Two further layers point the same way. The system counts positive suggestions and nothing else — no component can emit "don't test," so denial is unrepresentable rather than suppressed. And revenue exists only when a suggestion leads to a documented early detection — no path to money runs through gatekeeping. One makes denial impossible to build; the other makes it unprofitable to want. These are architecture and economics, not restraint. All of the safeguards, in depth →
The honest edge here: these guarantees are properties of the design, demonstrated in the prototype's construction and measurement. The deployment arrangement that surrounds them — the legal, contractual, and operational shape of a live pilot — has not been exercised on real claims yet. The architecture is built to make misuse impossible; proving that holds in the world is next-phase work, not a finished result.
The bottom line
"So what have you actually proven?"
Less than a headline number would suggest, and exactly what the experiment set out to. On a controlled synthetic world the method works decisively: five independently trained models, each shown patients it never trained on, surface the screening test when — and only when — the injected precursor pattern is present, surface it earlier than the training timeline did, agree with each other when they do, and fall silent the moment the signal is stripped away. Every residual miss and false fire is explained mechanically. That is a real result, and it is the entire result.
You're right — this is unproven
The second concession, stated plainly: the prototype never touched a real patient. The actual validation — truncating a real claims history at a past date to recreate the live task, then asking whether the ensemble would have fired before the diagnosis arrived — was not run. Its stand-in was FAKE: the same idea executed inside the synthetic world. Retrospective evaluation on real claims is the design for the phase ahead, not a demonstrated result. Everything about real-world efficacy is, at this moment, a wager we have not yet settled.

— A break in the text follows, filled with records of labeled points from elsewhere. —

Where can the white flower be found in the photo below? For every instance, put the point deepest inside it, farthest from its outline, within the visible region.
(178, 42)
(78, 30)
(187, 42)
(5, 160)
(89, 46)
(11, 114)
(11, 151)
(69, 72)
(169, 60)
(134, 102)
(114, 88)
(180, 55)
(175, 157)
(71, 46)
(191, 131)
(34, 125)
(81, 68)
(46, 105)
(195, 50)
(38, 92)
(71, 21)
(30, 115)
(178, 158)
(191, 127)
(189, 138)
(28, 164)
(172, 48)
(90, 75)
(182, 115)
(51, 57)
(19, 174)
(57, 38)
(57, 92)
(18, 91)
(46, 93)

What the next phase has to show
We built the evaluation so it can fail, and named in advance what would make it fail:
Real conditions must leave a learnable trail
Primary and secondary training per pool on real claims data, condition by condition. If a target condition leaves no consistent precursor pattern in billing histories, the method has nothing to find — and we will know, rather than assume.
Out-of-distribution firing must track a real signal
Retrospective evaluation: a patient whose condition was caught in 2023 becomes the question, "would the ensemble have fired in 2021?" If OOD firing does not separate real early-catchable cases from ordinary histories, the wager fails there.
Consensus must still filter the noise
The synthetic controls collapsed from ~1.4% to 0.07% under unanimity. On messy real data the rates will be higher; what has to survive is the shape — that requiring agreement across independent pools crushes false positives without crushing the catches.
Then, and only then, a pilot
Suggestions to physicians, on live claims, paid only on documented early detections. Nothing about the retrospective is assumed to carry into the clinic until it is shown there.
That is the honest state of things: a method that works cleanly where it can be isolated, and an explicit, unsettled bet that real medicine leaves patterns worth reading. If you came here to find where the doubt should land, it lands on that bet — and we agree it is where the whole thing is decided.